Les actes des dirigeants de Juda révèlent qu'ils avaient depuis longtemps cessé de mettre leur confiance en Dieu. Juda doit partir en exil ; le peuple de Dieu doit incarner nationalement l'exil spirituel de son cœur. Mais Dieu dit que c'est dans l'exil qu'il commencera à restaurer son peuple. Et par la mort de leur nation, il réparera leur confiance brisée.
Cependant, cela ne se réaliserait que des siècles plus tard, lorsqu'un autre prophète, nommé Jésus, apporterait un message très semblable, qui sonna comme un blasphème aux oreilles de l'élite religieuse. Jésus dit à ceux qui le suivaient qu'ils devraient lui faire confiance et se soumettre, non au joug d'une puissance impériale, mais au joug doux qu'il était venu apporter (Matthieu 11.29-30). Le joug doux de Jésus ne serait pas un exil politique, mais le joug de la mort. Aussi choquant pour nous que l'aurait été la soumission à Babylone au temps de Jérémie, Jésus déclare que nous devons perdre notre vie si nous voulons la trouver. Et nous devons charger sur notre dos une croix pesante si nous voulons vivre (Matthieu 16.24-26). Comme Jérémie, Jésus nous a dit que nous devions nous soumettre à la mort et à l'exil si nous voulions connaître la restauration de Dieu. Mais nous ne portons pas seuls cette mort et cet exil : nous les portons avec lui. Nous mourons avec Jésus sur la croix, mettant à mort le moi exilé loin de Dieu. Le fait que Jésus nous ait précédés en portant cette mort rend le fardeau léger. Car nous savons que nous ne portons pas la croix seuls.
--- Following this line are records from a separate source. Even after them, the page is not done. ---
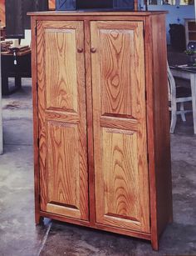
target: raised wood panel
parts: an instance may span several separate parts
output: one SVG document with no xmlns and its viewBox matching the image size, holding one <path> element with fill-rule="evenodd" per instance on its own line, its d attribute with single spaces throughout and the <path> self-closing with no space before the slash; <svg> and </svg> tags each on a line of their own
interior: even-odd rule
<svg viewBox="0 0 196 256">
<path fill-rule="evenodd" d="M 102 133 L 104 214 L 139 222 L 137 133 L 108 128 Z"/>
<path fill-rule="evenodd" d="M 60 214 L 64 212 L 65 215 L 71 217 L 76 214 L 80 218 L 78 127 L 76 124 L 49 121 L 47 133 L 47 210 L 56 213 L 59 211 Z"/>
<path fill-rule="evenodd" d="M 149 233 L 143 23 L 91 28 L 96 222 Z"/>
<path fill-rule="evenodd" d="M 49 202 L 78 208 L 80 161 L 77 126 L 50 121 L 47 131 Z"/>
<path fill-rule="evenodd" d="M 140 105 L 137 103 L 140 93 L 137 84 L 144 83 L 140 73 L 145 70 L 138 56 L 144 42 L 137 33 L 142 33 L 143 23 L 99 22 L 91 23 L 91 28 L 99 33 L 92 47 L 98 52 L 97 74 L 94 76 L 100 81 L 102 91 L 101 114 L 140 118 Z M 97 35 L 96 32 L 92 37 Z"/>
<path fill-rule="evenodd" d="M 39 163 L 41 209 L 88 220 L 83 33 L 82 22 L 37 23 Z"/>
<path fill-rule="evenodd" d="M 0 0 L 0 20 L 1 20 L 1 26 L 4 27 L 6 24 L 5 0 Z"/>
<path fill-rule="evenodd" d="M 77 112 L 76 29 L 46 28 L 45 38 L 47 108 Z"/>
</svg>

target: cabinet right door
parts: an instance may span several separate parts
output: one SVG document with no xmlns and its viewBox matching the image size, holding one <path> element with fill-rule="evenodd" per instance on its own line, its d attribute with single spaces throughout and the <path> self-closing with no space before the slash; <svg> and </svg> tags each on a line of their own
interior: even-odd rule
<svg viewBox="0 0 196 256">
<path fill-rule="evenodd" d="M 149 233 L 142 22 L 91 23 L 96 222 Z"/>
</svg>

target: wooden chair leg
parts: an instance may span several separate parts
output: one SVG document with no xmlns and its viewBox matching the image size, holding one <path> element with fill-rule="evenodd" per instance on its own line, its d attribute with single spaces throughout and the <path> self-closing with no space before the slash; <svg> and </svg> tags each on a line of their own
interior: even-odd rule
<svg viewBox="0 0 196 256">
<path fill-rule="evenodd" d="M 181 111 L 180 115 L 181 115 L 181 118 L 182 118 L 183 122 L 186 122 L 184 103 L 180 103 L 180 111 Z"/>
</svg>

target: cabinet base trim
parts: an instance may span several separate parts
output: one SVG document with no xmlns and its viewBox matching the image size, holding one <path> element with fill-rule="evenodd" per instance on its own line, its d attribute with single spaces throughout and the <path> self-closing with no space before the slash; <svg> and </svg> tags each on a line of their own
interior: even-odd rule
<svg viewBox="0 0 196 256">
<path fill-rule="evenodd" d="M 71 218 L 57 214 L 52 214 L 46 212 L 40 212 L 40 217 L 44 217 L 44 218 L 49 218 L 56 220 L 59 220 L 61 222 L 65 223 L 69 223 L 72 224 L 76 224 L 80 226 L 85 226 L 87 228 L 92 228 L 95 229 L 100 229 L 106 232 L 111 232 L 111 233 L 120 233 L 122 235 L 127 235 L 130 237 L 134 237 L 137 238 L 142 238 L 145 240 L 151 240 L 151 234 L 150 233 L 140 233 L 140 232 L 136 232 L 136 231 L 130 231 L 124 228 L 118 228 L 115 227 L 109 227 L 106 225 L 100 224 L 100 223 L 90 223 L 88 221 L 85 220 L 78 220 L 75 218 Z"/>
</svg>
Et comme Jésus et Jérémie l'avaient tous deux promis, la soumission à la mort et à l'exil a produit la vie. Jésus est ressuscité des morts (Marc 16.9). Dans sa résurrection, la restauration que Jérémie avait promise à Juda s'est réalisée. À tous ceux qui partagent le joug doux de la mort de Jésus, il est promis de le rejoindre pour toujours dans sa vie de résurrection (Romains 6.3-4).
Voyez par vous-même
Je prie que le Saint Esprit ouvre vos yeux pour voir le Dieu qui nous appelle à nous soumettre à son joug. Et puissiez-vous voir en Jésus celui qui restaure son peuple, même après la mort.